At the other table were three men, two of them clearly older than their entourage at the other. These three had marked out their territory with pints of black stout. The oldest was a man in his mid fifties I’d say, thin grey hair and the bland, sandy features resulting from the generations of intercourse between the West of Scotland and Northern Ireland. Like mixing children’s coloured clay; after a while it just went grey. Dermot Slattery, I presumed.
A younger version sat beside him, unmistakably of the same stock but with a little more hair and a ginger ’tache that he kept stroking. As if it were alive. Gerrit Slattery. Though it was too far to confirm the hare lip, the description fitted the man who’d been seen going into Hugh’s old house by his new neighbour. Doubtless on a tidy-up operation, making sure there was no evidence. The third man had his back to me but wore his dark hair long and curly. By the width of his neck and the set of his shoulders he wasn’t a man to tangle with in a fair fight.
I sunk my large Scotch and felt the fire eat all the way down my throat. I slipped my hand into the inside jacket pocket. The butt of the gun felt reassuringly cool and hard. I clicked the safety off.
I motioned to the barman. ‘Have you got Jameson’s?’ He nodded at the bottle behind the bar. I placed two half crowns on the top. ‘Two doubles, and send them over to the Slattery table.

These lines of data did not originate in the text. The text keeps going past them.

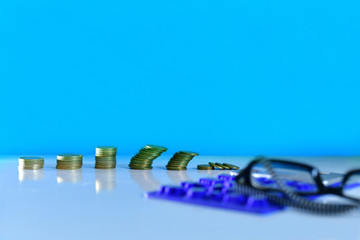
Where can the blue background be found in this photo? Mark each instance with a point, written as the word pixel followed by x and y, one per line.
pixel 217 77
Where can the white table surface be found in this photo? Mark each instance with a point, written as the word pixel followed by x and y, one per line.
pixel 109 204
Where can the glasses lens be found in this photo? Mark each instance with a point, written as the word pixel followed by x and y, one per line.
pixel 352 186
pixel 295 177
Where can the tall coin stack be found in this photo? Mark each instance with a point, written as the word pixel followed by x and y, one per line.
pixel 105 157
pixel 69 161
pixel 144 158
pixel 32 163
pixel 180 160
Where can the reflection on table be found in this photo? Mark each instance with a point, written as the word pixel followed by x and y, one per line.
pixel 26 174
pixel 178 176
pixel 145 179
pixel 73 176
pixel 105 179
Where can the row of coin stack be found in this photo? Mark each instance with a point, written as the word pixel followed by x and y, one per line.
pixel 105 158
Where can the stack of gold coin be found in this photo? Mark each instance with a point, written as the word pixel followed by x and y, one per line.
pixel 105 157
pixel 69 161
pixel 144 158
pixel 180 160
pixel 31 163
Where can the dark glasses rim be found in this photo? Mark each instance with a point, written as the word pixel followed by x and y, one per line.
pixel 245 175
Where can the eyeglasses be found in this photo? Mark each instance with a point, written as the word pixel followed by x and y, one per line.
pixel 292 177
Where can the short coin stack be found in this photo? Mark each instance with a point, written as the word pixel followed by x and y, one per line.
pixel 105 157
pixel 180 160
pixel 69 161
pixel 144 158
pixel 32 163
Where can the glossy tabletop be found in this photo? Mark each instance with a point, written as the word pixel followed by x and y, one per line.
pixel 110 204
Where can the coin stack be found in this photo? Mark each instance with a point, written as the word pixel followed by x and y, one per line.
pixel 105 157
pixel 32 163
pixel 144 158
pixel 69 161
pixel 180 160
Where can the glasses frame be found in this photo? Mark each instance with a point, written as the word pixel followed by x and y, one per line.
pixel 244 177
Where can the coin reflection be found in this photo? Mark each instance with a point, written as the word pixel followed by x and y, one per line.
pixel 105 179
pixel 73 176
pixel 145 179
pixel 178 176
pixel 26 174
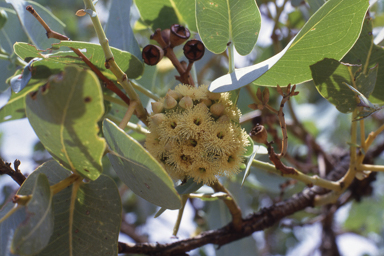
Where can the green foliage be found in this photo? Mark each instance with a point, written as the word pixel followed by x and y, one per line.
pixel 64 114
pixel 138 169
pixel 222 22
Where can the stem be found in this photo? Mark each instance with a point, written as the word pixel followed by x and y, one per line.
pixel 308 180
pixel 128 114
pixel 184 199
pixel 64 183
pixel 233 208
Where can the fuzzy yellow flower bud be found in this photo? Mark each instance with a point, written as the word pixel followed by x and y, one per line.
pixel 207 102
pixel 217 109
pixel 157 107
pixel 157 119
pixel 186 102
pixel 174 94
pixel 213 96
pixel 169 102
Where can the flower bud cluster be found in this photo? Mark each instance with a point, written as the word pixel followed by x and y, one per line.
pixel 195 133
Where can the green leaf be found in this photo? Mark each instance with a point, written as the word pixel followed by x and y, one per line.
pixel 34 233
pixel 9 225
pixel 92 225
pixel 64 115
pixel 138 169
pixel 220 22
pixel 35 32
pixel 359 54
pixel 330 76
pixel 157 13
pixel 118 28
pixel 327 34
pixel 15 107
pixel 48 64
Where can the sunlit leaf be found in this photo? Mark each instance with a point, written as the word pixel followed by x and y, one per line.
pixel 34 30
pixel 326 35
pixel 92 226
pixel 34 233
pixel 359 54
pixel 220 22
pixel 138 169
pixel 118 28
pixel 9 225
pixel 64 115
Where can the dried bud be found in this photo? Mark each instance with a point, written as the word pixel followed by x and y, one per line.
pixel 207 102
pixel 157 119
pixel 174 94
pixel 217 109
pixel 213 95
pixel 3 18
pixel 152 54
pixel 179 35
pixel 166 35
pixel 169 102
pixel 259 134
pixel 157 107
pixel 186 102
pixel 194 50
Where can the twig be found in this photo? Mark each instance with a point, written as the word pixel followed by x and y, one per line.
pixel 233 208
pixel 16 175
pixel 53 34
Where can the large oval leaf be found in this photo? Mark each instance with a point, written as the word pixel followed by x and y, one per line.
pixel 138 169
pixel 327 34
pixel 91 226
pixel 64 115
pixel 220 22
pixel 34 233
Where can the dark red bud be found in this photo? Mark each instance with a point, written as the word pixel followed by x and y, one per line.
pixel 152 54
pixel 194 50
pixel 179 35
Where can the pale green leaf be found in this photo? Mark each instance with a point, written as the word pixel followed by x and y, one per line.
pixel 327 34
pixel 96 215
pixel 34 233
pixel 220 22
pixel 138 169
pixel 64 115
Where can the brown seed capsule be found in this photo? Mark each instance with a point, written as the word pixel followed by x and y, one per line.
pixel 179 34
pixel 259 134
pixel 157 107
pixel 186 102
pixel 169 102
pixel 152 54
pixel 166 35
pixel 194 50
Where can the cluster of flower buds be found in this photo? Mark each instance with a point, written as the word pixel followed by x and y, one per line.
pixel 195 133
pixel 167 40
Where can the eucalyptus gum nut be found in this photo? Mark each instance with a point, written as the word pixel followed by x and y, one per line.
pixel 213 96
pixel 186 102
pixel 174 94
pixel 217 109
pixel 157 107
pixel 157 119
pixel 169 102
pixel 207 102
pixel 3 18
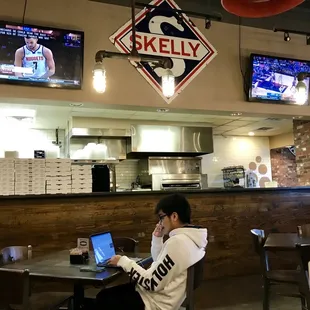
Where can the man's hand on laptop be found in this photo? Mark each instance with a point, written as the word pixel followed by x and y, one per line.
pixel 114 260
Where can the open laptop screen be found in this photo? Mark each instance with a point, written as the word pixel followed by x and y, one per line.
pixel 103 247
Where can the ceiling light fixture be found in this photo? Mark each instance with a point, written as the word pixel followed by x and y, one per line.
pixel 208 23
pixel 99 72
pixel 301 95
pixel 287 33
pixel 76 104
pixel 162 110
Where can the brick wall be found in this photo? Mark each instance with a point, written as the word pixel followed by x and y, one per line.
pixel 302 144
pixel 283 167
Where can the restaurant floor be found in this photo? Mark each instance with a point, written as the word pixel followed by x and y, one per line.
pixel 231 293
pixel 240 293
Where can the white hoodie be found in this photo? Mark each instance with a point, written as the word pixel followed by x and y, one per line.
pixel 163 285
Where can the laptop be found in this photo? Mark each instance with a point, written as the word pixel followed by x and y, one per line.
pixel 104 249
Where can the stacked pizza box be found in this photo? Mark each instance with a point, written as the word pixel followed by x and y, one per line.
pixel 82 181
pixel 58 176
pixel 7 176
pixel 29 176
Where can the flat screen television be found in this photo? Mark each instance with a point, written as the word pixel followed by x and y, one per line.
pixel 41 56
pixel 274 79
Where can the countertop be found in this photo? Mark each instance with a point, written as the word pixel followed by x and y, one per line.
pixel 150 193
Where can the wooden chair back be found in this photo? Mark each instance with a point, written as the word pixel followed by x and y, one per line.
pixel 13 254
pixel 195 275
pixel 303 251
pixel 15 289
pixel 259 239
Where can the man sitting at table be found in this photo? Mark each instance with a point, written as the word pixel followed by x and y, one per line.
pixel 163 285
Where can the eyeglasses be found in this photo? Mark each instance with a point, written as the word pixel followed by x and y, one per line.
pixel 161 216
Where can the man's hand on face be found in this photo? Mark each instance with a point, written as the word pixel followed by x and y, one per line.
pixel 158 231
pixel 114 260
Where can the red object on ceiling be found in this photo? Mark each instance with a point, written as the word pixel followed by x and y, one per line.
pixel 259 8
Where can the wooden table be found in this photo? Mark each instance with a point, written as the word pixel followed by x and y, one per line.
pixel 285 241
pixel 57 266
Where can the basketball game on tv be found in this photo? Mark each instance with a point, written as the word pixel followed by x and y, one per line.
pixel 38 56
pixel 275 79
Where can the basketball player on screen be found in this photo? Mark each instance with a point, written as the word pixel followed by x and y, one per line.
pixel 37 57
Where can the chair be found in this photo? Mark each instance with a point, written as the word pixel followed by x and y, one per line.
pixel 303 251
pixel 272 277
pixel 194 279
pixel 125 244
pixel 16 288
pixel 12 254
pixel 305 230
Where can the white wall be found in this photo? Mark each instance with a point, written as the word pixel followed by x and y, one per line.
pixel 16 136
pixel 235 151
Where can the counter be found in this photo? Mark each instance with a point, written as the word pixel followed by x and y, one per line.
pixel 54 222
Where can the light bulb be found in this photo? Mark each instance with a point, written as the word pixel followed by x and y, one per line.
pixel 168 84
pixel 99 78
pixel 301 95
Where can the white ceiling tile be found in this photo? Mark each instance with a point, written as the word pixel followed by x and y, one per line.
pixel 221 122
pixel 240 123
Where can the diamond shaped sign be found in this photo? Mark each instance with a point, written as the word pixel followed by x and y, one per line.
pixel 162 32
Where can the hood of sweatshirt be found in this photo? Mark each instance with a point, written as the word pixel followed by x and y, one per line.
pixel 197 234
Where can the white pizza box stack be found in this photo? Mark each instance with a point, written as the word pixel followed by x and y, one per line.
pixel 7 177
pixel 29 176
pixel 82 179
pixel 58 176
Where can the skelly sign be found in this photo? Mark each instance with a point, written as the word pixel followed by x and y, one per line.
pixel 163 33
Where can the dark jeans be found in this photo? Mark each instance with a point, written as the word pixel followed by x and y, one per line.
pixel 121 297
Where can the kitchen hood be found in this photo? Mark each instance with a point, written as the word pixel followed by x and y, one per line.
pixel 170 141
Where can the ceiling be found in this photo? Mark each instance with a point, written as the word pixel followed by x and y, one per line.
pixel 51 117
pixel 296 19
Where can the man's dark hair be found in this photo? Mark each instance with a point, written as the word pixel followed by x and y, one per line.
pixel 31 37
pixel 236 181
pixel 175 203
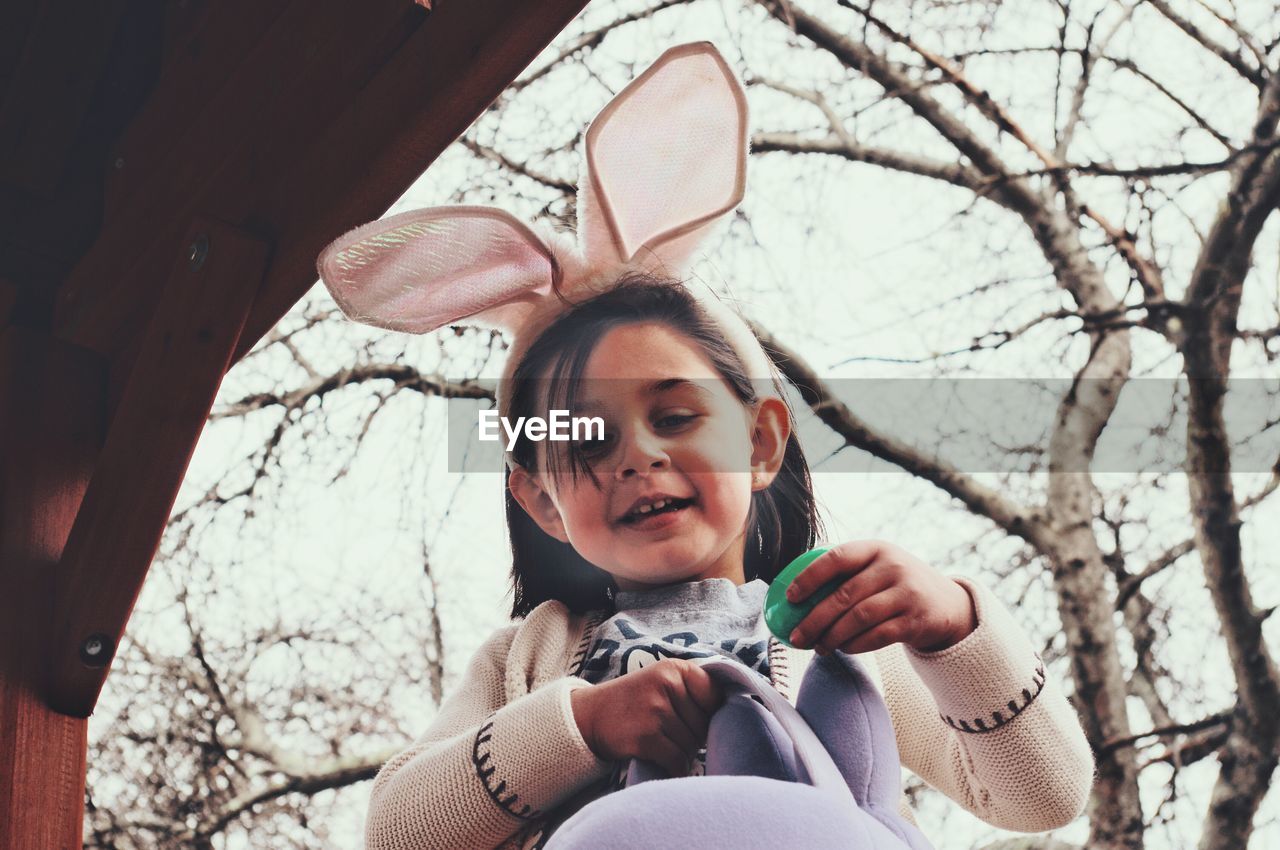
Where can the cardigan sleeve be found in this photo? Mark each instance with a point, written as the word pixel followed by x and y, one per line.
pixel 982 722
pixel 484 768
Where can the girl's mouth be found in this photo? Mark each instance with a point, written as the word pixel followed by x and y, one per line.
pixel 664 516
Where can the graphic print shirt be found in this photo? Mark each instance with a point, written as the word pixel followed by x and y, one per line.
pixel 686 620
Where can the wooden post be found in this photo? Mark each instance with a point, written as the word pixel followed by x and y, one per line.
pixel 51 406
pixel 170 385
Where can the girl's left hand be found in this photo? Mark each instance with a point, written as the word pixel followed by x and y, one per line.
pixel 890 595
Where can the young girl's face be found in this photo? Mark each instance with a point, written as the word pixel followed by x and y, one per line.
pixel 672 429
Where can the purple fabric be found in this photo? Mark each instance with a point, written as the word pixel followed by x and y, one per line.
pixel 753 794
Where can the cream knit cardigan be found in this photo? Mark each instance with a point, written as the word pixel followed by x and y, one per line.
pixel 979 721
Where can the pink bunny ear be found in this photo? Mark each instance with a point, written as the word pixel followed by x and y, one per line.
pixel 420 270
pixel 664 160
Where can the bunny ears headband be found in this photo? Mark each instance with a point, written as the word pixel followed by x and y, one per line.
pixel 664 163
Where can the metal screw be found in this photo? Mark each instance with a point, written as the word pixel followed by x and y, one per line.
pixel 96 649
pixel 197 252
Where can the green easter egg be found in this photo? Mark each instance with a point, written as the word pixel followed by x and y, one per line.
pixel 782 616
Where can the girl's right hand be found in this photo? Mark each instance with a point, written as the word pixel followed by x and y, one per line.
pixel 658 713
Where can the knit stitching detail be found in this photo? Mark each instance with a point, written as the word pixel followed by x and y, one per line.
pixel 480 761
pixel 999 718
pixel 583 644
pixel 778 671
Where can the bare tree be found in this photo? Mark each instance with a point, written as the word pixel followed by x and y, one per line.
pixel 1118 251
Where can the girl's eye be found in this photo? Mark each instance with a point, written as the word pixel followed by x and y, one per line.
pixel 594 447
pixel 680 419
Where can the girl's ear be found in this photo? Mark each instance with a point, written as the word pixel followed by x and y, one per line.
pixel 536 502
pixel 768 441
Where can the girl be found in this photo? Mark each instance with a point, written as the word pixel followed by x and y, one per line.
pixel 640 560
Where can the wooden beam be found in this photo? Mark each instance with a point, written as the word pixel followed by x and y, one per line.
pixel 324 128
pixel 8 298
pixel 50 433
pixel 50 91
pixel 181 362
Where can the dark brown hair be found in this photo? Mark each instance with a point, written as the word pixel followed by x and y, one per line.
pixel 784 519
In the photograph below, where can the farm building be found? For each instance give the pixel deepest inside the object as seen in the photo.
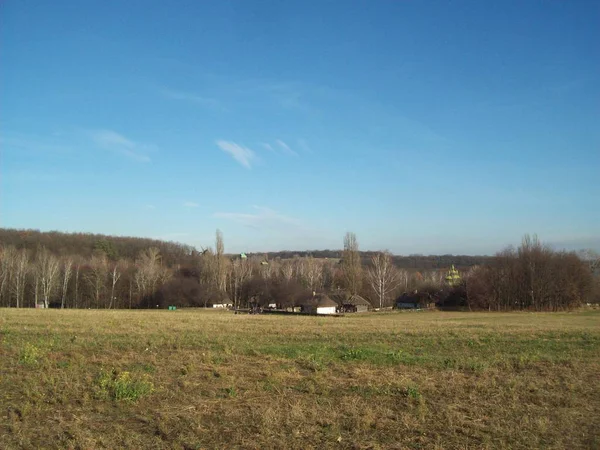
(351, 302)
(223, 305)
(416, 300)
(320, 304)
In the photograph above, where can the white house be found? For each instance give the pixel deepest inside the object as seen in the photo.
(320, 304)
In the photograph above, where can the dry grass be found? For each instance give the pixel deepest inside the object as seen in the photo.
(204, 379)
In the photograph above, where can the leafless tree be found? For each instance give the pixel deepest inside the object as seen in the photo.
(7, 260)
(150, 273)
(115, 275)
(67, 267)
(76, 274)
(383, 276)
(220, 263)
(351, 264)
(313, 273)
(47, 265)
(241, 270)
(96, 277)
(19, 276)
(287, 270)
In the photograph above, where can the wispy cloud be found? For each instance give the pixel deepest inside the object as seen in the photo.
(171, 236)
(192, 98)
(304, 146)
(285, 148)
(241, 154)
(118, 143)
(260, 218)
(267, 146)
(33, 144)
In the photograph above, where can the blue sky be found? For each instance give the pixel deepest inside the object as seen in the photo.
(424, 127)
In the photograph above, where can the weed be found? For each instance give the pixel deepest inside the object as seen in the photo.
(123, 386)
(352, 354)
(413, 392)
(30, 355)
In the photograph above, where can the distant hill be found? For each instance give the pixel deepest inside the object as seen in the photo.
(416, 262)
(84, 244)
(116, 247)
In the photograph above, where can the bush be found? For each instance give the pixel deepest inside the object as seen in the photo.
(533, 277)
(123, 386)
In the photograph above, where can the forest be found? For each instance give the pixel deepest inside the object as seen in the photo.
(80, 270)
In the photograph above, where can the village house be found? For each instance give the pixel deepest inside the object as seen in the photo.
(349, 303)
(416, 300)
(319, 304)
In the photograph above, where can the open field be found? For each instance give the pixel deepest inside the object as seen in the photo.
(207, 379)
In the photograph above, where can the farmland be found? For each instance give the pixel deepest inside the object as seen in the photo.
(191, 379)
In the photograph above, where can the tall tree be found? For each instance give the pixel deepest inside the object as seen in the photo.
(220, 263)
(383, 276)
(351, 264)
(7, 260)
(115, 275)
(67, 270)
(96, 277)
(19, 276)
(47, 265)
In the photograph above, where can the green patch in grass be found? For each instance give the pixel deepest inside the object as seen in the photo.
(30, 355)
(353, 354)
(228, 392)
(123, 386)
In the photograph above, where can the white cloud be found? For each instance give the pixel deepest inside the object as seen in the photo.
(241, 154)
(118, 143)
(191, 97)
(304, 146)
(261, 218)
(286, 148)
(267, 146)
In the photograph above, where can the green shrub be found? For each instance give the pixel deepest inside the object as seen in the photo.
(30, 355)
(124, 385)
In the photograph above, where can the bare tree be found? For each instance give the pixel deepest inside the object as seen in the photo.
(150, 273)
(287, 270)
(220, 263)
(115, 275)
(313, 273)
(241, 270)
(67, 271)
(96, 277)
(76, 293)
(19, 276)
(7, 260)
(351, 264)
(47, 266)
(383, 276)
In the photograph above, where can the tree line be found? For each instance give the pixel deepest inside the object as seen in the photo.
(111, 275)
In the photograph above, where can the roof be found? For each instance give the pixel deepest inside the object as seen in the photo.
(319, 301)
(323, 301)
(344, 298)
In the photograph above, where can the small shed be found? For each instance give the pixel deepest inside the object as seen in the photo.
(320, 304)
(416, 300)
(349, 303)
(223, 305)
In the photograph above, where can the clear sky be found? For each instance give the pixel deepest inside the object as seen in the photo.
(424, 127)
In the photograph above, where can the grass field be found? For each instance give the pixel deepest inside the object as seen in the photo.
(206, 379)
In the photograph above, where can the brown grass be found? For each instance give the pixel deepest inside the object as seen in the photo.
(205, 379)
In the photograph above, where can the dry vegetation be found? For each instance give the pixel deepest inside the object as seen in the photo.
(203, 379)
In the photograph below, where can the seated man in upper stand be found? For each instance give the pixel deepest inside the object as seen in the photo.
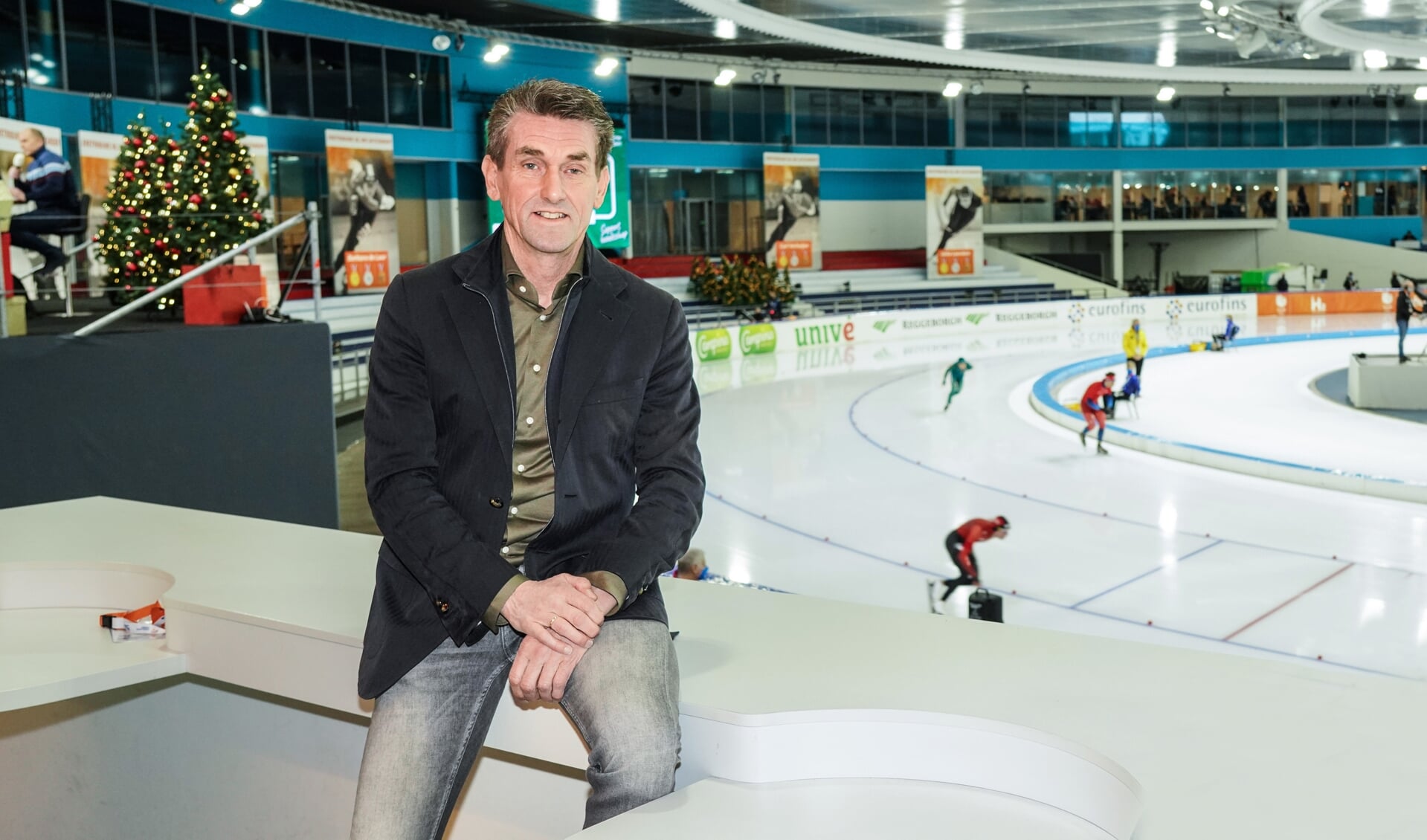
(48, 181)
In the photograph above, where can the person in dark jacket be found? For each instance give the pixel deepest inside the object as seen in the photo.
(532, 465)
(49, 181)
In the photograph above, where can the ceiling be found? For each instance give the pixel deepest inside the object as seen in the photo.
(1153, 37)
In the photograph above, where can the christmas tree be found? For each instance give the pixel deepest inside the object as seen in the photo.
(216, 183)
(136, 242)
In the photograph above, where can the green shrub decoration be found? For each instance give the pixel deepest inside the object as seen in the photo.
(740, 281)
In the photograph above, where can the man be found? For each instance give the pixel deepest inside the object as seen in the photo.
(959, 207)
(523, 394)
(956, 372)
(1092, 405)
(795, 204)
(692, 566)
(1136, 346)
(1409, 304)
(51, 184)
(959, 546)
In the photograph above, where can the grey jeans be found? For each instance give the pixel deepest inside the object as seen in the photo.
(427, 729)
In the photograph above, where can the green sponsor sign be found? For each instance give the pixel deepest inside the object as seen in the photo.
(757, 338)
(714, 344)
(610, 223)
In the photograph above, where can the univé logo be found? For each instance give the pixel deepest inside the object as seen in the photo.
(757, 338)
(714, 344)
(824, 334)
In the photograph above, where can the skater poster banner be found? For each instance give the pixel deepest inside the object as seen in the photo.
(361, 180)
(791, 204)
(953, 222)
(610, 222)
(99, 150)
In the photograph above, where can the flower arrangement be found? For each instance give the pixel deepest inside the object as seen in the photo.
(740, 281)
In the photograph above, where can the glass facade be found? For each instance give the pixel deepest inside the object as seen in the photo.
(79, 45)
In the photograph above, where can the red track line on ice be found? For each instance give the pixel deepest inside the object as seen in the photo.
(1287, 602)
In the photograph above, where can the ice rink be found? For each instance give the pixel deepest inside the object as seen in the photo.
(843, 475)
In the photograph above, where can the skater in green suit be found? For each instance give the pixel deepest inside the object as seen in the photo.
(956, 372)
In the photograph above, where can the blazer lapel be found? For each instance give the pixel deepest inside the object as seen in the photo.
(483, 324)
(599, 320)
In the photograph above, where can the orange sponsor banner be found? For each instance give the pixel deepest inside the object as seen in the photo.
(793, 254)
(1326, 303)
(955, 262)
(367, 270)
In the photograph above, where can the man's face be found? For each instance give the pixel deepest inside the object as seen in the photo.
(30, 143)
(550, 183)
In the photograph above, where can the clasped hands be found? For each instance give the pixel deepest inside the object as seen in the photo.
(560, 618)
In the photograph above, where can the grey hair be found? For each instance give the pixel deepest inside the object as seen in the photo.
(550, 97)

Keep the change.’
He involuntarily looked over to the table with three men at it. ‘Who will I say?’
‘Just say the ferryman.’
He looked doubtful, but took the money and filled the glasses. He lifted the bar up at the side and walked over. He placed the two glasses in front of the two brothers and indicated where they’d come from. As their heads came up to inspect me, I was already walking round to them, smiling, with my hands in my trouser pockets. As casual as you like.
‘Evening, boys, mind if I join you?’ I stood above the table next to the curly-haired bruiser and faced the bog Irishmen. Curly, the bruiser, was quick to his feet, but ginger moustache signalled him to sit. He did so reluctantly. His face showed disappointment through the old scars and broken bones of the lifetime bodyguard. Ginger lifted his glass, sniffed it and sunk it in a oner. I now noticed that the moustache was trying to cover the harelip.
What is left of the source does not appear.